[geeks] A puzzling mail error
Rich Kulawiec
rsk at gsp.org
Wed Jun 25 13:48:10 CDT 2008
On Tue, Jun 24, 2008 at 08:45:23PM -0400, der Mouse wrote:
> Well...I prefer to think of it as broken because no such domain exists
> in the DNS (.4 is not an existing TLD); syntactically, it's a perfectly
> good domainist HELO.
<chuckle> Well, I might give a pass to .42, but .4? I don't think so. ;-)
> > "HELO mail" is broken: not a FQDN.
>
> Why not? It's nonexistent, because no TLD "mail" exists, but that
> doesn't make it any less a FQDN.
>
> However, it wouldn't be valid even if such a TLD did exist; despite the
> language in 2.3.5 that appears to permit one-label names, the syntax in
> 4.1.2 makes it clear that a "Domain" (such as appears in a domain-style
> HELO argument) must include at least one dot. (Section references are
> to RFC2821.)
I should have remembered that you're on this list and checked 2821 before
posting. ;-) But yeah, I'm pretty sure that the intent of 4.1.2 and
the requirement in general is that at least one dot has to be present,
so "HELO com" doesn't work. I'm guessing -- perhaps incorrectly -- that
this may be in part to disambiguate "com" the host from "com" the TLD,
or perhaps "com" my host from "com" your host. I'll now pause to reflect
on the implications of host com in subdomain com in TLD com, thus com.com.com,
and how very badly that would make my head hurt if I had to debug the
DNS setup for it.
> > "HELO fubar.example.com" is broken if fubar.example.com does not
> > exist in DNS.
>
> Yes.
>
> > "HELO [192.168.0.1]" is broken if received on an external interface
> > that shouldn't be talking to anything in RFC 1918 space.
>
> Is it? I can't find anything that says the address embedded in an
> address literal has to bear any particular relationship to the address
> of any machine anywhere, much less either of the machines participating
> in the SMTP conversation. Did I miss something?

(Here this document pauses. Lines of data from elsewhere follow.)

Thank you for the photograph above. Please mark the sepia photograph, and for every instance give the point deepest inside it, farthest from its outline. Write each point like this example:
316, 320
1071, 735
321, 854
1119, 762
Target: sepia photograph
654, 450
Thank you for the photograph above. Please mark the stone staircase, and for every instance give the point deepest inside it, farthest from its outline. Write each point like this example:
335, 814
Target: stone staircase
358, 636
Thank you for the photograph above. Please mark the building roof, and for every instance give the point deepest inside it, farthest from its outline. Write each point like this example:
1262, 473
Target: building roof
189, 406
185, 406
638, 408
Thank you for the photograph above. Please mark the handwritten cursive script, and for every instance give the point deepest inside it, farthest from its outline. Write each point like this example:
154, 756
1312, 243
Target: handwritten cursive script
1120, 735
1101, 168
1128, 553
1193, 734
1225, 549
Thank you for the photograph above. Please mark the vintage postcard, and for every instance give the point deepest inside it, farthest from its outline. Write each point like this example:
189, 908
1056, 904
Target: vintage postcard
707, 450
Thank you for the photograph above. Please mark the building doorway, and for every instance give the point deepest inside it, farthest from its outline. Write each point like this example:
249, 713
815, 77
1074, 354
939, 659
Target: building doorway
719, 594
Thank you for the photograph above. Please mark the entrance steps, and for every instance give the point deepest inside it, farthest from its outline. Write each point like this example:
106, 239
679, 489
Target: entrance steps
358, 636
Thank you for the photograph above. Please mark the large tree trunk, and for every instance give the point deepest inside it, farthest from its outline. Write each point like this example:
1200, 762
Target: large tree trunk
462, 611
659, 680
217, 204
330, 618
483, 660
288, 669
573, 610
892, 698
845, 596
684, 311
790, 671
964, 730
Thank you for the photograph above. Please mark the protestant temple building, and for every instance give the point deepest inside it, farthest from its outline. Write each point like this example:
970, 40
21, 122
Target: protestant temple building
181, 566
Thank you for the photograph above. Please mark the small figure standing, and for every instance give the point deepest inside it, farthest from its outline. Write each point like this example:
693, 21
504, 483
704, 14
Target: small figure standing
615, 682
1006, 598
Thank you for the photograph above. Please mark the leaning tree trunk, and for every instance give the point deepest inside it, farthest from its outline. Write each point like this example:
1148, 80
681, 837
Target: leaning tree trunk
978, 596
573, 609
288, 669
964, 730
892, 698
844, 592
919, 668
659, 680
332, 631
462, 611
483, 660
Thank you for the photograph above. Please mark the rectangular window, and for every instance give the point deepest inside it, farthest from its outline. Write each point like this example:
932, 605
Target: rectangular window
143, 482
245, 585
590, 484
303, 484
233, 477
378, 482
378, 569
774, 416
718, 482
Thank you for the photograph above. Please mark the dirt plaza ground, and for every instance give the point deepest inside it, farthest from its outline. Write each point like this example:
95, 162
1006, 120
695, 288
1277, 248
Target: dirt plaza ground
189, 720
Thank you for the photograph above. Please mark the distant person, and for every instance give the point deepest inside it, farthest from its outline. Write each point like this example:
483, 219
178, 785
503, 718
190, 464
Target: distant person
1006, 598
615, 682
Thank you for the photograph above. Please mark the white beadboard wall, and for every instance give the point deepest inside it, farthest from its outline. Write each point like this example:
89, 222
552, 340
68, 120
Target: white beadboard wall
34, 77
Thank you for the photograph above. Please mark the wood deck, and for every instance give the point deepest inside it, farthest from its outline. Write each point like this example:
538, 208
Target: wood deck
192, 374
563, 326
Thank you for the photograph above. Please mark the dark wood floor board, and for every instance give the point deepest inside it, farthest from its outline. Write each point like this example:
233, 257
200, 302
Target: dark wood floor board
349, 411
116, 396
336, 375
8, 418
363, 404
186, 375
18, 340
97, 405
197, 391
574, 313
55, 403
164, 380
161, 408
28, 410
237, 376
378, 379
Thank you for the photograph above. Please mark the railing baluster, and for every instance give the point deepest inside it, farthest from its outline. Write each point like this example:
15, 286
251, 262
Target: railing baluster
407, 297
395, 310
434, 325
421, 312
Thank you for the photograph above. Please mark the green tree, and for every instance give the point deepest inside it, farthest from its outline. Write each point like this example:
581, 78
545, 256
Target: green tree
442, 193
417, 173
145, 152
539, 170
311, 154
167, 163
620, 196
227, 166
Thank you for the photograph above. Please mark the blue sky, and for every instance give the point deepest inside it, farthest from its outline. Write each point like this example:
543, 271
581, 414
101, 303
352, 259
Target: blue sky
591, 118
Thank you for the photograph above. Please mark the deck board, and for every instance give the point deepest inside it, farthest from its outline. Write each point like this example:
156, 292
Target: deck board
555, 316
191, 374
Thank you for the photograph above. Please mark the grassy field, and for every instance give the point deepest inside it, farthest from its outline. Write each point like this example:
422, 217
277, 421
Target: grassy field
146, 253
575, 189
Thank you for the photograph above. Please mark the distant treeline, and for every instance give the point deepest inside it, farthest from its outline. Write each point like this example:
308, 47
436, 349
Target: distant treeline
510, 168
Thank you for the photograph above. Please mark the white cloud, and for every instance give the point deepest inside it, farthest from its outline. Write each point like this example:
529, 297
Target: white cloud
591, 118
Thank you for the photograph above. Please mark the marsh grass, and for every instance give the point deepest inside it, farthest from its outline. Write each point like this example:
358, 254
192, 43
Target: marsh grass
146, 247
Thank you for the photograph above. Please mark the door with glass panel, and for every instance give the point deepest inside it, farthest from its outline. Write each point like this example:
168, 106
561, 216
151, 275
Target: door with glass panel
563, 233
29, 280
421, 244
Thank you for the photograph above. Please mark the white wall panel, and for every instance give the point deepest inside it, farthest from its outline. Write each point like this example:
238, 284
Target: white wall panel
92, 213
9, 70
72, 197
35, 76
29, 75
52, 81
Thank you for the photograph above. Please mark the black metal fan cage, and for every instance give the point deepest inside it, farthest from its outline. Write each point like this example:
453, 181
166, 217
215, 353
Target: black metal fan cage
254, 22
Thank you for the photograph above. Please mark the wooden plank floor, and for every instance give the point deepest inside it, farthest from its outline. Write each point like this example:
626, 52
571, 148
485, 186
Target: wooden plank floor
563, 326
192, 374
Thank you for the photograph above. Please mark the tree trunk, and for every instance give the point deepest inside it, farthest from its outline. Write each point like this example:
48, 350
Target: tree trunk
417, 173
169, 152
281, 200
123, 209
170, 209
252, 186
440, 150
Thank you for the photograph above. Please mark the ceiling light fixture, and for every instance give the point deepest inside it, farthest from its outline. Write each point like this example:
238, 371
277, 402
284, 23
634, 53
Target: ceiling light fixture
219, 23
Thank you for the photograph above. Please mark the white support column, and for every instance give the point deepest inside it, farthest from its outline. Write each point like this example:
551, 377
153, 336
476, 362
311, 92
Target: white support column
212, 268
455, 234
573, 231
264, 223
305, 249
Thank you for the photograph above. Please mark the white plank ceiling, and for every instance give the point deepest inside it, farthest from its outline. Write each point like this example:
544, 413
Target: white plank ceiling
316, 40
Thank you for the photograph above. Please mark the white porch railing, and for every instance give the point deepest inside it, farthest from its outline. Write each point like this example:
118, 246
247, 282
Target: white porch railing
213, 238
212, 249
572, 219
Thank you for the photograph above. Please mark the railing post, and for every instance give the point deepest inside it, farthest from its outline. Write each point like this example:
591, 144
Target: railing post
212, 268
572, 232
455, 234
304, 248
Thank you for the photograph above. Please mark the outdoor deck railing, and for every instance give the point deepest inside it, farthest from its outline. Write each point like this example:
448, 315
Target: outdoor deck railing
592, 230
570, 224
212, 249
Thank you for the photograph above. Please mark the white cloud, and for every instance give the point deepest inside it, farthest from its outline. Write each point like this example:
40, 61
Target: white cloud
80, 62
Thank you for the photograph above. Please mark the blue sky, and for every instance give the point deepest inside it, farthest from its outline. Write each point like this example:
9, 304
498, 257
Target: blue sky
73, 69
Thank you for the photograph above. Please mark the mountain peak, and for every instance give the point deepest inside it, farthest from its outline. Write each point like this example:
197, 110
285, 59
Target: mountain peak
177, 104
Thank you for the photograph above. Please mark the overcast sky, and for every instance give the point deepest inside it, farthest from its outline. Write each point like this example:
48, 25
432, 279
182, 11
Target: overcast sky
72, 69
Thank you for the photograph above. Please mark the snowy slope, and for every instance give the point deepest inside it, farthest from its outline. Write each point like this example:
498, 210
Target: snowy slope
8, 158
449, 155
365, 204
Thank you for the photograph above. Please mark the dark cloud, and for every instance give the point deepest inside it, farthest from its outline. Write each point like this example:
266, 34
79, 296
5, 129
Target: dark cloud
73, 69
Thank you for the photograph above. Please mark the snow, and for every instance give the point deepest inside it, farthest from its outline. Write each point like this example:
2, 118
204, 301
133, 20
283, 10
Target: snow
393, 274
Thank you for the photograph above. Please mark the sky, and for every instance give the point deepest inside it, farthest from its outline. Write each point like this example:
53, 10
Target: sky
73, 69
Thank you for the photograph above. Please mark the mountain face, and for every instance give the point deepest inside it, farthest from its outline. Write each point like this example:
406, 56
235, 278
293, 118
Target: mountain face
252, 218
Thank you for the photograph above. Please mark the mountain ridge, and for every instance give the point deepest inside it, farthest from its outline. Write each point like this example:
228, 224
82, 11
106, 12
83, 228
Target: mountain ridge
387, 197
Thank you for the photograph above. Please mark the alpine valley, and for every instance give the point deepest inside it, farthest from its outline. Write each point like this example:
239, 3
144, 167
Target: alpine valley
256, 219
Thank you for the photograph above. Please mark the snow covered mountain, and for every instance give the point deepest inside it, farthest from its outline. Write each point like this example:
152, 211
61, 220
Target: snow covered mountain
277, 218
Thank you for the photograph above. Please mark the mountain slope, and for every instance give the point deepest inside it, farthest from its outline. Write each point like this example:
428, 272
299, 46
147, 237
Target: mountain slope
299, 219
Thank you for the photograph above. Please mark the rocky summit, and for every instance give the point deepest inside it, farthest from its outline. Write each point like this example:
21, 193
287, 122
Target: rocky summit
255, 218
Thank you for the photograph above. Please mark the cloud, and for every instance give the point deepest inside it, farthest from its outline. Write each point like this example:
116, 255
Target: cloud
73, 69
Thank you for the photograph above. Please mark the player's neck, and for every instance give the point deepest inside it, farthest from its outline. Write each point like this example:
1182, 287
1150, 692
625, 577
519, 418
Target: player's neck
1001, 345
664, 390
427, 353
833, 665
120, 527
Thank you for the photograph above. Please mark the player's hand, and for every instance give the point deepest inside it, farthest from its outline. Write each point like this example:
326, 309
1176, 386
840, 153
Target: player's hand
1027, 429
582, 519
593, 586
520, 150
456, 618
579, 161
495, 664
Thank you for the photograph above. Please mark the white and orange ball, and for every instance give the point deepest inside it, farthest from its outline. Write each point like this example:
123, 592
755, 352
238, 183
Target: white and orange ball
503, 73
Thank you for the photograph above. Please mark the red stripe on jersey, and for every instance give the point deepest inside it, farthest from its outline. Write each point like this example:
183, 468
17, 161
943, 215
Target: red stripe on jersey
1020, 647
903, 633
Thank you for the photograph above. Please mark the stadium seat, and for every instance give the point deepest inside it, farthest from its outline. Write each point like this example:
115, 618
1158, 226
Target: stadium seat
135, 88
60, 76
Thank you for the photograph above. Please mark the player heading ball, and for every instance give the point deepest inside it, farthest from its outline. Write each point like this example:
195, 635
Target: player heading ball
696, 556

Hmmm, lemme go fish. Here's what I think I know: if a host HELOs with
the address literal, it should be the address of the interface from
which the connection's been intiated. So a multi-homed host at 1.2.3.4
and 5.6.7.8 should HELO as [1.2.3.4] on the former and [5.6.7.8] on the
latter. Of course, now I need to go find chapter-and-verse that says
that, if such exists. ;-) Anyway, if I'm right about that and not just
suffering the after-effects of prolonged exposure to dry erase marker
fumes, then an Internet-connected host shouldn't see an incoming HELO
from [192.168.0.1] because either (a) nobody should be using that on
an external interface (b) the remote side's egress router config should
trap it or (c) the local side's ingress router config should trap it.